Funded through the U.S. Department of Transportation’s University Transportation Center (UTC) Program, the Safety through Disruption (Safe-D) UTC is led by the Virginia Tech Transportation Institute (VTTI). In partnership with San Diego State University and the Texas A&M Transportation Institute (TTI), center researchers endeavor to maximize the potential safety benefits of disruptive technologies through targeted research that addresses the most pressing transportation safety issues.
Exploring How Connected Vehicle Data Enhance Crash Prediction Modeling
Knowing how many vehicles typically populate a road at peak travel periods is a key factor in many transportation planning and safety efforts, as is keeping track of how many crashes occur on a given roadway. Using data like these, traffic modeling can help predict the likelihood of crashes. Traffic modeling can also help identify locations with relatively higher risk for crashes as well as aid in selecting appropriate safety countermeasures to reduce and prevent them.
Funded by the Safe-D UTC, TTI researchers are currently working to enhance traditional crash prediction models, which rely heavily on physical road characteristics, the number of observed crashes in a location, and vehicle miles traveled. New data sets will allow crash models to include driving behaviors captured from sensors in newer-model connected vehicles (CVs) linked to the Internet.
“Our goal is to understand if these CV events, like hard braking, can serve as leading indicators of crashes so that we can more accurately predict high-risk locations before any crashes occur,” says TTI Assistant Research Scientist Michael Martin.
Purchased from Wejo (a data aggregation company), the data that cars routinely upload online provide researchers with information on travel speeds, seat belt usage, hard braking, and acceleration by date/time, location, and even the vehicles’ year, make, and model.
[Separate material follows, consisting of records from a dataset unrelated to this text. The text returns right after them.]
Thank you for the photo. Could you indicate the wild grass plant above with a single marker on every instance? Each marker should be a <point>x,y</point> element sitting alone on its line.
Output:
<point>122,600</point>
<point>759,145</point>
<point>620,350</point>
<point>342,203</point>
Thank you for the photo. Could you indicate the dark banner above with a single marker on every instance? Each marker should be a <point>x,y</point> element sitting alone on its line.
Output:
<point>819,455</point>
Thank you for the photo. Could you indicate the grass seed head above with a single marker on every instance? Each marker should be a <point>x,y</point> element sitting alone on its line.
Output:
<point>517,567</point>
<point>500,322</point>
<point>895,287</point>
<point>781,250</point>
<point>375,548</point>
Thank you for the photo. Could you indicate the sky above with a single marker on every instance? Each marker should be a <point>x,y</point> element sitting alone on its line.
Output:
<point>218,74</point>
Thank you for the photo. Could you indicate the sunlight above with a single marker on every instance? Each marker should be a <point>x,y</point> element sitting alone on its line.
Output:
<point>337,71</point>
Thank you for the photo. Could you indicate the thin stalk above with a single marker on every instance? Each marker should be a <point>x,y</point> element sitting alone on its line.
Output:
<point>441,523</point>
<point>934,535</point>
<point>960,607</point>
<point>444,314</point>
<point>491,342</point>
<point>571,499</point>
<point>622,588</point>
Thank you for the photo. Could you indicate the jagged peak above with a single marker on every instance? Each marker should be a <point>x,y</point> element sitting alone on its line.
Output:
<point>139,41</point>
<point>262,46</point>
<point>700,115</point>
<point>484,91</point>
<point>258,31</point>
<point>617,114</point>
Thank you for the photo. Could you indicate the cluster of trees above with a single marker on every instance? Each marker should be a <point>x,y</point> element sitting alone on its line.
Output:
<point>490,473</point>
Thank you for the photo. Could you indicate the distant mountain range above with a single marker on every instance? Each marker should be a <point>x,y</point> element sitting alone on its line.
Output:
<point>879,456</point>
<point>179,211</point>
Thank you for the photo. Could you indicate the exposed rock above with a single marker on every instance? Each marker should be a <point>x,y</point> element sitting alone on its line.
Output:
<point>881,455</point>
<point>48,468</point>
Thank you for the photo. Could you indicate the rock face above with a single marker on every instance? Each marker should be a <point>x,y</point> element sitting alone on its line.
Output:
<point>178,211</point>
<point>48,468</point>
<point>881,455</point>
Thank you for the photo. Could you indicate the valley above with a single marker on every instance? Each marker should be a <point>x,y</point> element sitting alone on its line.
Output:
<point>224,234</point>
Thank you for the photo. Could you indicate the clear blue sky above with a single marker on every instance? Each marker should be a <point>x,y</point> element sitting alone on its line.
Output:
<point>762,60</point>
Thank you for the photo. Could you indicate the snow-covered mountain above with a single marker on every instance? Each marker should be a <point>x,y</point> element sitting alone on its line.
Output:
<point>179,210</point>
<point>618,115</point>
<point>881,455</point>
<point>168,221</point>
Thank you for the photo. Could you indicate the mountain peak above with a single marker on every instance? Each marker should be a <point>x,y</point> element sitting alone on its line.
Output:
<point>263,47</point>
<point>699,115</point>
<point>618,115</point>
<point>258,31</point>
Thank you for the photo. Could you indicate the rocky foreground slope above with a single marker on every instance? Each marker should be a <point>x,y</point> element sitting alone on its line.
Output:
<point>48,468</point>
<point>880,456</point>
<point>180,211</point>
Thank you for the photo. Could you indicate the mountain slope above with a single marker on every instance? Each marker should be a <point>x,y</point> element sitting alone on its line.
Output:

Most of these types of information are closely related to the occurrence and severity of crashes but are not available from conventional safety data sets. Due to the detailed nature of these data, TTI researchers take extra precautions to ensure security and privacy.
“We are currently working with the TxDOT [Texas Department of Transportation] Odessa District in a number of test cases using these CV data in a real-world context,” Martin explains. “We’ve taken the Wejo data and aggregated the points, so we can easily see where people are driving and turning onto and off the highway — locations where we have a great deal of traffic conflicts caused by turning movements, slower speeds and vehicles stopping suddenly.”
“TTI’s connected vehicle and IVMS [in-vehicle monitoring system] research has been especially useful in the Permian Basin because of the rate at which oil well pads and proppant plants come online,” says Odessa District Engineer John Speed. “It allows us to quickly and accurately assess traffic behavior and update roadway construction plans to provide safe movements at driveways and intersections. And even during construction, TTI applied CV data to isolate hard-braking locations and turning movements for vehicles approaching a major project, providing our engineers with a new range of tools for improving traffic safety.”
Collaborative Study Examines Child-Seat Usage in Rideshare Services, Reveals Lack of Knowledge and Awareness
A 2019 Safe-D project conducted collaboratively by VTTI and TTI reveals a deeper understanding of how riders, drivers and the public view issues surrounding transporting children via rideshare services such as Uber and Lyft. Results highlight the importance of education and outreach on safety issues associated with the practice.
The research team first performed an in-depth review of the child passenger safety regulatory literature and laws across the United States. Regulations were often difficult to find; involved multiple statutes; and were sometimes confusingly worded, vague or unclear about the responsibilities of riders and drivers of rideshare vehicles.
“We discovered a wide variety of differences in child restraint requirements across the country,” says TTI Senior Research Scientist Katie Womack, the Institute’s project lead, “and very little that directly and specifically relates to requirements for car-seat use in rideshare vehicles.”
The team also conducted a series of focus groups with rideshare riders and drivers, as well as a nationwide Internet survey aimed at assessing riders’ and drivers’ knowledge and attitudes toward child passenger safety. In general, the focus groups revealed parents’ commitment to using car seats in their own vehicles. However, the impracticality of using their personally owned seats, along with other limiting factors and knowledge, generally resulted in failure to use car seats for rideshare trips.
Rideshare drivers in the focus group shared a general lack of knowledge regarding their responsibility in the car-seat equation and indicated a preference for not advising parents on issues regarding whether, when or how to secure their children in the vehicle. Most of the drivers participating in the focus group were unaware of the requirements of the Texas law on child safety seat use or if/how it pertained to them when transporting children. There was wide consensus that the training rideshare drivers receive from their service companies was minimal, and the company policies were unclear.
“This research study is a first step in identifying major issues surrounding child-seat usage in rideshare services,” VTTI Research Scientist Justin Owens says. “As alternatives to traditional transportation grow in popularity, child passenger safety advocates, traffic safety professionals, researchers, lawmakers and industry partners must continue to educate, regulate, advocate and innovate for child safety in every vehicle.”